To run the tool in command line you need the following data:

  • config.json containing data filenames and tool usage parameters
{
	"data_path": "./example/data/data.csv",
	"description_path": "./example/data/description.csv",
	"interaction_path": "./example/data/interactions.csv",
	"output_dir_path": "./../output/",
	
	"reference_group": "Normal",
	"experimental_group": "Tumor",

	"correlation": "spearman",
	"alternative": "two-sided",
	"score": "mean",
	"repeats_number": 500,
	"process_number": 2
}

Both relative and absolute file paths can be used.

Data description:

  • data_path : data.csv contains an expression table. Rows of the table should be grouped by genes, miRNAs, isomiRNAs and other items. Columns of the table are grouped by patients taken from two different groups.

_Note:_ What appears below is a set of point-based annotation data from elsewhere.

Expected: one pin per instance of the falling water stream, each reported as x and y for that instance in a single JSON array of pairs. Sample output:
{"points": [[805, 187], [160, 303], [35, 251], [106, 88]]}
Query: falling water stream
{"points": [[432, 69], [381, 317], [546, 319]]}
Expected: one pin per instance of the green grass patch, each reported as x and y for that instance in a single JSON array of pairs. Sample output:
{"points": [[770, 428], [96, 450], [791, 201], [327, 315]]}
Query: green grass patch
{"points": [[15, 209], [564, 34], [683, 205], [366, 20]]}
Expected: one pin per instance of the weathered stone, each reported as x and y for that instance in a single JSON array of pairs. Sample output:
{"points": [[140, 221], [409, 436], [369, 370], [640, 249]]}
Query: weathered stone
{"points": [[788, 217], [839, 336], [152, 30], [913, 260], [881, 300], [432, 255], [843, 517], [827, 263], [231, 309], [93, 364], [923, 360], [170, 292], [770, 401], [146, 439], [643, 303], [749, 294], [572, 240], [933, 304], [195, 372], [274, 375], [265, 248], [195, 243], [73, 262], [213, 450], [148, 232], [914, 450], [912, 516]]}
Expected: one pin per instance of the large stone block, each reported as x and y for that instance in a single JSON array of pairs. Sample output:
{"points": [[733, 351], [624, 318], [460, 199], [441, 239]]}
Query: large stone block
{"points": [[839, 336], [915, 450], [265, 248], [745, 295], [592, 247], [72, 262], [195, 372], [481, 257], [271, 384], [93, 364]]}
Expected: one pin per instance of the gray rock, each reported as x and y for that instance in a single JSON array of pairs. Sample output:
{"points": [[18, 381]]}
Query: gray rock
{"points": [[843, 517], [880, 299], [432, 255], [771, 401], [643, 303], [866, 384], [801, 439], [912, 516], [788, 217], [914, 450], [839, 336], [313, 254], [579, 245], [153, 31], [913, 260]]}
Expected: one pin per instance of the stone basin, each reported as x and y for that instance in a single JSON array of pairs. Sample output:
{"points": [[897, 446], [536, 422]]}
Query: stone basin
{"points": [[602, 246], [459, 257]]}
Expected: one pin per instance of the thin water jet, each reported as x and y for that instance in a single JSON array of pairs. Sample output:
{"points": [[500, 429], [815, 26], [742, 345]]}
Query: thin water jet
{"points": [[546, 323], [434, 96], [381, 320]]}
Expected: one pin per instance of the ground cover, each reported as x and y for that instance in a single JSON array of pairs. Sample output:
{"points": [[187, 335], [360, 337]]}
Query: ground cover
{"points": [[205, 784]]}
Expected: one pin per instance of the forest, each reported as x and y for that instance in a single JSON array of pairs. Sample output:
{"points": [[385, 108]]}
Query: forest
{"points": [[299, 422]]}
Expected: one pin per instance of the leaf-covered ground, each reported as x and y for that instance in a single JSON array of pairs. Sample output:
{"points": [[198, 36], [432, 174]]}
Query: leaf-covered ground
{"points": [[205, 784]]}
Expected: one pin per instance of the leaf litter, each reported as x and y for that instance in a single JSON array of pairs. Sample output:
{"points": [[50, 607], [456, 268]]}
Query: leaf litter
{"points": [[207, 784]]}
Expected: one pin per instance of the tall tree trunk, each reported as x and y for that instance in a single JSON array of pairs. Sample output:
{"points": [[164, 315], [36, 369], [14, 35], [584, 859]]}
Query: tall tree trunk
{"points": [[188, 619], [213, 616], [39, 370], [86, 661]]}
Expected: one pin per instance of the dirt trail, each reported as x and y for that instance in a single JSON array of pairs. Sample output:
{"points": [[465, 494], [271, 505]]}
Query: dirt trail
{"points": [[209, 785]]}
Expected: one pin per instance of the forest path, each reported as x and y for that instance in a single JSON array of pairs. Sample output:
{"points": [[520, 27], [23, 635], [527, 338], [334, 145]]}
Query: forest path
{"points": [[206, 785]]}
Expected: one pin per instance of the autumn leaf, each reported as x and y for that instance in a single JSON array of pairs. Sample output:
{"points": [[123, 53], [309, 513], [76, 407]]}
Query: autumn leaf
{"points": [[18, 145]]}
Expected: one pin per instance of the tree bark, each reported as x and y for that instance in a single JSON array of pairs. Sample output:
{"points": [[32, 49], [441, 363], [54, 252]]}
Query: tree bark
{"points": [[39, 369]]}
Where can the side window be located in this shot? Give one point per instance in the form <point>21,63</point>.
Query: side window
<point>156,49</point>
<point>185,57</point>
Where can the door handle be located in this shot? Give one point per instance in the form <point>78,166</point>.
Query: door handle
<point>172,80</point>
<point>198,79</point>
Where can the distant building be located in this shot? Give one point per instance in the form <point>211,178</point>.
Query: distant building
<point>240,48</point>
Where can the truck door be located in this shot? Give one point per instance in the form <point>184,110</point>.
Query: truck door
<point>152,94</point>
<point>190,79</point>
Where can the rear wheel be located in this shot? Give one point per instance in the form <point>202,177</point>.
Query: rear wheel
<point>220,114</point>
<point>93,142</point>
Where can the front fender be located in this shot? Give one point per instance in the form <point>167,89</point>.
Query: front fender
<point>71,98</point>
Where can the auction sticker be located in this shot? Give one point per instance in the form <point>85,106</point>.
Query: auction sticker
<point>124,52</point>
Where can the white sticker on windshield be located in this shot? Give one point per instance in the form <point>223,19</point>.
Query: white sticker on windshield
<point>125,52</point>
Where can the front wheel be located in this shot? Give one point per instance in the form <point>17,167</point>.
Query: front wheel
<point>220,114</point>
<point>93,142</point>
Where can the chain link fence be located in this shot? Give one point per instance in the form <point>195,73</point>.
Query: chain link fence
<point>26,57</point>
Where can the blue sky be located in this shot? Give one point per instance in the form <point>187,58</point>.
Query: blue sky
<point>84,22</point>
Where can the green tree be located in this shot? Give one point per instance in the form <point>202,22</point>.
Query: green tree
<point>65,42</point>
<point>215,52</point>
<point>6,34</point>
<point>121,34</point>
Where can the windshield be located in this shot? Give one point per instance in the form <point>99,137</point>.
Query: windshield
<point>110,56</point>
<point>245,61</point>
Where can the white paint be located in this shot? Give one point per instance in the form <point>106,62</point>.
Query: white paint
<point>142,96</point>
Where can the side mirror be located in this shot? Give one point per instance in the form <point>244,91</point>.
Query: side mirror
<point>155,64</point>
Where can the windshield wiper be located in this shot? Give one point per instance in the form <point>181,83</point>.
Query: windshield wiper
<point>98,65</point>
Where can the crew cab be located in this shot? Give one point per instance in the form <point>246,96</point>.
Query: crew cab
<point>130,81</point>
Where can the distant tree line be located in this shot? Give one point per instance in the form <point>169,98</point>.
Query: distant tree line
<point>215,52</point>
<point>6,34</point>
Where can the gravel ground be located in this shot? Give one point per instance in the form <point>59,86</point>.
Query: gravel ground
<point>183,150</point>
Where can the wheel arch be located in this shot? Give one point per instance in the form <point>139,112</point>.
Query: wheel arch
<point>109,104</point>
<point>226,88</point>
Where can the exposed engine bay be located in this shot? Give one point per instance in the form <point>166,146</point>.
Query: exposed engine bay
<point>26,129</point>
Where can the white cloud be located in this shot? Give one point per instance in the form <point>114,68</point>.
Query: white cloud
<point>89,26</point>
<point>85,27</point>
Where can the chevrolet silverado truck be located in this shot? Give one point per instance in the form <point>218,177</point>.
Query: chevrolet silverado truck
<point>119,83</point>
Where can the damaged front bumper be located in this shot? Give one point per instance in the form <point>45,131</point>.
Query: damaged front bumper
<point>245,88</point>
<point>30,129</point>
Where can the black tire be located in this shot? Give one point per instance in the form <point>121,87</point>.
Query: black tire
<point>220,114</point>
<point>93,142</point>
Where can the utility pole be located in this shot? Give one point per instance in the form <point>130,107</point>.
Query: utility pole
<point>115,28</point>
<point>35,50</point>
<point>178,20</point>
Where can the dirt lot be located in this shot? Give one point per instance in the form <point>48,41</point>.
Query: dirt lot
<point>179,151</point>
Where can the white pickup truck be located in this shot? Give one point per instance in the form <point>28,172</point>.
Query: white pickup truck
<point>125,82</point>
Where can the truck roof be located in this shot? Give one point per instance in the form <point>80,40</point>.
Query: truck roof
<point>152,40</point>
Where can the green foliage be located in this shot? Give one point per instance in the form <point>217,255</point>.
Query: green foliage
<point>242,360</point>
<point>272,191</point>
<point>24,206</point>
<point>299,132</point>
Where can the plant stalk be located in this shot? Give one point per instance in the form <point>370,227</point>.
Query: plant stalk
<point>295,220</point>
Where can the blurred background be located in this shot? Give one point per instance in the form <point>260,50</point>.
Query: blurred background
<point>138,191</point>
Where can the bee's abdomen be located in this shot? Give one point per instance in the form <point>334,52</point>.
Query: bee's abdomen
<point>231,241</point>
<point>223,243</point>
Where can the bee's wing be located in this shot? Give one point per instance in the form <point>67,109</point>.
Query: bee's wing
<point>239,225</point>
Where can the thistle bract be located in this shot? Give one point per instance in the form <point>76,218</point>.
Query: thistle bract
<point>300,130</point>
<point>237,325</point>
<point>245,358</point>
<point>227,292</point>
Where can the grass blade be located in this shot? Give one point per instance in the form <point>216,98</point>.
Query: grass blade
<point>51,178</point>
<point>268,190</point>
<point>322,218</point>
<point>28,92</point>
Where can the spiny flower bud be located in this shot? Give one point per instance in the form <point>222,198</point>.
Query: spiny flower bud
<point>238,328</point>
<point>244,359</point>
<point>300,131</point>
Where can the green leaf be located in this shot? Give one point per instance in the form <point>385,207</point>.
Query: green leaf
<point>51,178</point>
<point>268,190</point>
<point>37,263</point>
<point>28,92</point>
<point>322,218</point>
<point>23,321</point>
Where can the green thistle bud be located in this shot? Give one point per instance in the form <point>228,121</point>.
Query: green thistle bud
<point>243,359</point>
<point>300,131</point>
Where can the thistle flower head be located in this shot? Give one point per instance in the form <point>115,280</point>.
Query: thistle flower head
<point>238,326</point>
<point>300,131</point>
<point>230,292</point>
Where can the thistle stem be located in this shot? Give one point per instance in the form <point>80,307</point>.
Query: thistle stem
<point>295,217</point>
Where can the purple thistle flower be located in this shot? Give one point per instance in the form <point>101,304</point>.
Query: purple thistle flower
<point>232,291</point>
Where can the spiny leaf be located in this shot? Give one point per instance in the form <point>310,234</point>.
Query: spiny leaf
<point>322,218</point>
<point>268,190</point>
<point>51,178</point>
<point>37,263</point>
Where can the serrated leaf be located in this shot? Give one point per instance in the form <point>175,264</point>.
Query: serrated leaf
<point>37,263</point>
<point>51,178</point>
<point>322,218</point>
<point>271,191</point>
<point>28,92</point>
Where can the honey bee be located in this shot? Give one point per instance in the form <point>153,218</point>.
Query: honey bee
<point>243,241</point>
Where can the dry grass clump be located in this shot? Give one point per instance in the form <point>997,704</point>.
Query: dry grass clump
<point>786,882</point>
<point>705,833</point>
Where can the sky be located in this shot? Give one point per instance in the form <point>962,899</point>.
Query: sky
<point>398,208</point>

    Structure of data.csv :

    sample_1 ... sample_n
    gene_1 1.2345 ... 1.2345
    ... ... ... ...
    gene_n 1.2345 ... 1.2345
  • description_path : description.csv divide patients into two non-intersecting groups (e.g. Normal and Tumor patients). It is assumed that a patient does not belong to the both groups simultaneously.

    Structure of description.csv:

    Sample Group
    sample_1 condition_1
    ... ...
    sample_n condition_2

    Column names have to be exactly Sample and Group.

  • interaction_path (optional): interaction.csv contains source/target pairs - correlations will be computed among this pairs (in network mode). You should delete this line from the config file if you want to launch an exhaustive mode.

    Structure of interaction.csv:

    Source Target
    source_gene_1 target_gene_2
    ... ...
    source_gene_n target_gene_n

    Column names have to be exactly Source and Target.

  • output_dir_path is a path to an output directory.

Usage parameters:

  • reference_group, experimental_group are names of the patient groups.

  • correlation : spearman or pearson, defines the type of correlation that will be used in the tool.

  • alternative : two-sided, less or greater.

    TODO: describe the parameter meaning in ztest and zscore regimes.

Network and exhaustive regimes

DCoNA has two working regimes:

  • Network (interactions) regime - performs calculations only on given gene pairs. Requires an interaction.csv file.
  • Exhaustive (all vs all) regime - generates all possible gene pairs from genes listed in data.csv and performs calculations. An interaction.csv file is not needed.